Angela had decided to start her search by researching references to ‘the Valley of the Flowers,’ but this had soon proved frustrating — there seemed to be flower-filled valleys almost everywhere, in virtually every country. But finding places that were known by that name in the first century AD had proved to be considerably more difficult.
She sighed and stretched her back to ease the tension she was feeling. She had found three locations in ancient Persia that more or less fitted the bill. None of them, as far as she could tell, had actually been called the ‘Valley of the Flowers’, but all three had names that included the word ‘flowers’ or a synonym. The best match was a place called the ‘gorge of blossoms’, if her translation of the old Persian name was correct, and she guessed that it was one of the locations Bartholomew Wendell-Carfax had investigated because she’d found two references in the museum records to surveys being carried out there in the first half of the twentieth century by teams from Britain.

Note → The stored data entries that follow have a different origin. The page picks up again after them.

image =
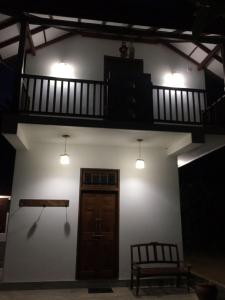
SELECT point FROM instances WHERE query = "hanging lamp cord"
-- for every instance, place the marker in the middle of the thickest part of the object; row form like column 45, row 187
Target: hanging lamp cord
column 65, row 145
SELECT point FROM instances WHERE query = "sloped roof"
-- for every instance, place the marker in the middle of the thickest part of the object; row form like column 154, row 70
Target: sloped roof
column 47, row 29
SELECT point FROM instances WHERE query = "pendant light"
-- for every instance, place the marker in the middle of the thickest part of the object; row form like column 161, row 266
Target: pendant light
column 140, row 163
column 64, row 158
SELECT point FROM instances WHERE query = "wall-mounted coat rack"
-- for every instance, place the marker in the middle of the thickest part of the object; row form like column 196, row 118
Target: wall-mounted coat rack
column 43, row 203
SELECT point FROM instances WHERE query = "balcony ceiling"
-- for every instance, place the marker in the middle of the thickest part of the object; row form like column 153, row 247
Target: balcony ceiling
column 193, row 29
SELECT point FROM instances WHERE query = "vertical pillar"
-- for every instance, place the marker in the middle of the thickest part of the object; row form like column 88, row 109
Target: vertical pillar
column 223, row 58
column 19, row 65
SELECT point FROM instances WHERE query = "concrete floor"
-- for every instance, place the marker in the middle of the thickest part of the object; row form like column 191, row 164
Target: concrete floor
column 119, row 293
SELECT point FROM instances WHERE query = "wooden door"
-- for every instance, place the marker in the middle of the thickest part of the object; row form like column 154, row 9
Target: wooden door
column 4, row 208
column 97, row 253
column 98, row 235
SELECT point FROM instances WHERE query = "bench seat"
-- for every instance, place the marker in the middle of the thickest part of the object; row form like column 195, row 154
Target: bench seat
column 146, row 272
column 157, row 260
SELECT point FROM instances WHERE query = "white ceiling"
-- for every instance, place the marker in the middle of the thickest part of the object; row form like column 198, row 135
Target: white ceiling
column 99, row 136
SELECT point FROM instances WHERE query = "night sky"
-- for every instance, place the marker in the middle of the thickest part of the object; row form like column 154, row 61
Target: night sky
column 202, row 186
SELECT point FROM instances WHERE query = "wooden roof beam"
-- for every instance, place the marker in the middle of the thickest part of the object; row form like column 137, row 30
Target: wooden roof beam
column 178, row 51
column 208, row 58
column 8, row 22
column 120, row 30
column 207, row 50
column 16, row 38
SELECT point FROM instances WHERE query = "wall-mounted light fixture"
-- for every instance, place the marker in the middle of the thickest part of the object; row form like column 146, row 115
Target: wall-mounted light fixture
column 140, row 163
column 62, row 69
column 174, row 80
column 64, row 158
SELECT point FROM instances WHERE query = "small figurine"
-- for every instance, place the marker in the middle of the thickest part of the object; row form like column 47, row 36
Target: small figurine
column 123, row 50
column 131, row 51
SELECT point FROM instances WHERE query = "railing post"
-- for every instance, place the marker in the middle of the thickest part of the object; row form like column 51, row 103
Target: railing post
column 19, row 65
column 223, row 58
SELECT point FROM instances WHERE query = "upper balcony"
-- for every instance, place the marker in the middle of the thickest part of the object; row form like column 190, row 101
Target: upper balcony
column 126, row 100
column 135, row 96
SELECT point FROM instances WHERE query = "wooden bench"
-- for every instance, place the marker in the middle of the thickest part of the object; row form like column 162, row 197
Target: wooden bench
column 156, row 260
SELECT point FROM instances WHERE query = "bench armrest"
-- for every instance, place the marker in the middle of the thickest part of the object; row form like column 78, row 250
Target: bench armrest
column 185, row 265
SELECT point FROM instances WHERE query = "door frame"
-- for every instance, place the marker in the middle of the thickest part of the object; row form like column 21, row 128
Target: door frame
column 99, row 190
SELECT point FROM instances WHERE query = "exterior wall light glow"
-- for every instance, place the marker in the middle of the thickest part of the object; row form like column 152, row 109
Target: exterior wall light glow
column 63, row 70
column 140, row 163
column 64, row 158
column 174, row 80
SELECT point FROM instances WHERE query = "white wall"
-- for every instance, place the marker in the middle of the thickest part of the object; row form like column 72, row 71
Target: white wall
column 86, row 55
column 149, row 207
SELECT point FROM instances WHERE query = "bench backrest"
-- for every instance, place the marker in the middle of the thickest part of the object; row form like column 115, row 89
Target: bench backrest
column 155, row 253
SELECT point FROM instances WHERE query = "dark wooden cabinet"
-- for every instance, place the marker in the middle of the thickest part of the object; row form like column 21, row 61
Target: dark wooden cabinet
column 129, row 90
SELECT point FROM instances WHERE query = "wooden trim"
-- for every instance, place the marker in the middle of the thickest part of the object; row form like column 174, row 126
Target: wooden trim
column 43, row 203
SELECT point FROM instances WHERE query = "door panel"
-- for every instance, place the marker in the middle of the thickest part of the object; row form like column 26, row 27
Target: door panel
column 97, row 253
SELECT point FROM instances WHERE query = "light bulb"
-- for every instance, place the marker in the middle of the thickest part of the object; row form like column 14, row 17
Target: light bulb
column 64, row 159
column 140, row 164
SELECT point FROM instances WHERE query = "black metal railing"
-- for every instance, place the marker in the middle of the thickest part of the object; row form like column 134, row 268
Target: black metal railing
column 178, row 105
column 88, row 99
column 52, row 95
column 214, row 114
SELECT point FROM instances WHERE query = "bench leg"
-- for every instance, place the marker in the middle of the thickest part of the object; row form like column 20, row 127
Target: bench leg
column 137, row 284
column 131, row 281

There were no indications of the identity of the sponsors of those teams, or the names of any of those involved, and of course the word ‘survey’ could cover almost any type of investigation, but Angela reckoned it was a fair bet that old Bartholomew had been there. However, it also meant he hadn’t found what he was looking for.

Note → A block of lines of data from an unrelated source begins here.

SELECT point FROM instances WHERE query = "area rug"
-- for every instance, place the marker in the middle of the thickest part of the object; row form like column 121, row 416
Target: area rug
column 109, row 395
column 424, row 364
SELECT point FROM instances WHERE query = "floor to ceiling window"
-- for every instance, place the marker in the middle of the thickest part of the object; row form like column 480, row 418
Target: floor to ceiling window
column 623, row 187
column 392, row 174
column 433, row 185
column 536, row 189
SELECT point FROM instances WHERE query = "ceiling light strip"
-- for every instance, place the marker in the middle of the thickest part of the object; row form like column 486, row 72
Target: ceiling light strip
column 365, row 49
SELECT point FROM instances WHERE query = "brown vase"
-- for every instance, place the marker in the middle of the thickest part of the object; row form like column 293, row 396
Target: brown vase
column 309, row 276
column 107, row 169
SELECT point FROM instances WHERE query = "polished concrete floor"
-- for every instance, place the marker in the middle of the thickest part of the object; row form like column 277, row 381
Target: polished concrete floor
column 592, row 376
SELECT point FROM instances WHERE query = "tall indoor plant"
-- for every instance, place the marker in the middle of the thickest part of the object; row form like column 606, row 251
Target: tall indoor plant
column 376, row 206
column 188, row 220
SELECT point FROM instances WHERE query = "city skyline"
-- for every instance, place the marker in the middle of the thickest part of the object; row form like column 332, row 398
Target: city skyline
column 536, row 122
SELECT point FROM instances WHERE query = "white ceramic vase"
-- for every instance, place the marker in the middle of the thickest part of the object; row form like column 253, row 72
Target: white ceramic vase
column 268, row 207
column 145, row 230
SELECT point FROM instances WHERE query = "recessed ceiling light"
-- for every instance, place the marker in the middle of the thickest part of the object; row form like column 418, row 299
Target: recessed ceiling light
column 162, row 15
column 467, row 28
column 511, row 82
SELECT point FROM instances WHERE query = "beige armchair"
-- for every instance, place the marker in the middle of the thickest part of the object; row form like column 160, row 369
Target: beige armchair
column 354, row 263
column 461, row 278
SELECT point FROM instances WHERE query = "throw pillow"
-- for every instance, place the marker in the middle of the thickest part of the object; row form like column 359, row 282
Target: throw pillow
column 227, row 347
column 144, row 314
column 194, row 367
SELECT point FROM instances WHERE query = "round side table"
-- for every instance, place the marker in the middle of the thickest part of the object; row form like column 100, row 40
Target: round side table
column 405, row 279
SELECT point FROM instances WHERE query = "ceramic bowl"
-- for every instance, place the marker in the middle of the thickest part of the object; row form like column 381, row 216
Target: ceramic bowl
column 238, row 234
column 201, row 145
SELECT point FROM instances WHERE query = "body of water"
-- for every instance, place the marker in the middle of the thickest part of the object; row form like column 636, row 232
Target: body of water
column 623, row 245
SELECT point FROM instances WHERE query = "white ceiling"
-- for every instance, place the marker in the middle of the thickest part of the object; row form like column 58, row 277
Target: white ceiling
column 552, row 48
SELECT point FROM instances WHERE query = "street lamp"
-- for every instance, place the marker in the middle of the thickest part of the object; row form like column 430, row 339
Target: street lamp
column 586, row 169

What she didn’t know was how thorough he’d been. Had he and his men just ambled up and down the gorge looking for the ‘place of stone’, or had they done a proper, in-depth survey, checking for hidden caves and underground chambers?
The Persian text stated that the people who’d buried the treasure had fashioned the hiding place with their own hands. Angela didn’t have a date when this was done, but the age of the Hillel fragment meant it had to have been no later than the first century AD, and that in turn meant the hiding place was probably a fairly simple structure. Unless the ‘trusted followers’ included a large slave-labour force, skilled masons and a lot of equipment, the ‘place of stone’ had to be reasonably basic, and would probably have made use of some natural feature — a cave or something like that. And as it was a place of concealment, a location where the treasure was intended to remain securely hidden for all eternity, if her guess at one of the missing words was correct, it would by definition not be easy to detect. So just how thorough had Bartholomew been?
There was, of course, a more important question: had he been looking in the right valley? Or even in the right country? She looked again at the search results for the whole of the Middle East. Altogether, she’d identified almost fifty locations spanning countries from Turkey to India. Any one of them could be the place she was looking for, which meant she had no real idea where to start. If this was going to work, she’d have to find some way of narrowing the search parameters.
It was time she tried to track down the other reference — to the ‘treasure of the world’.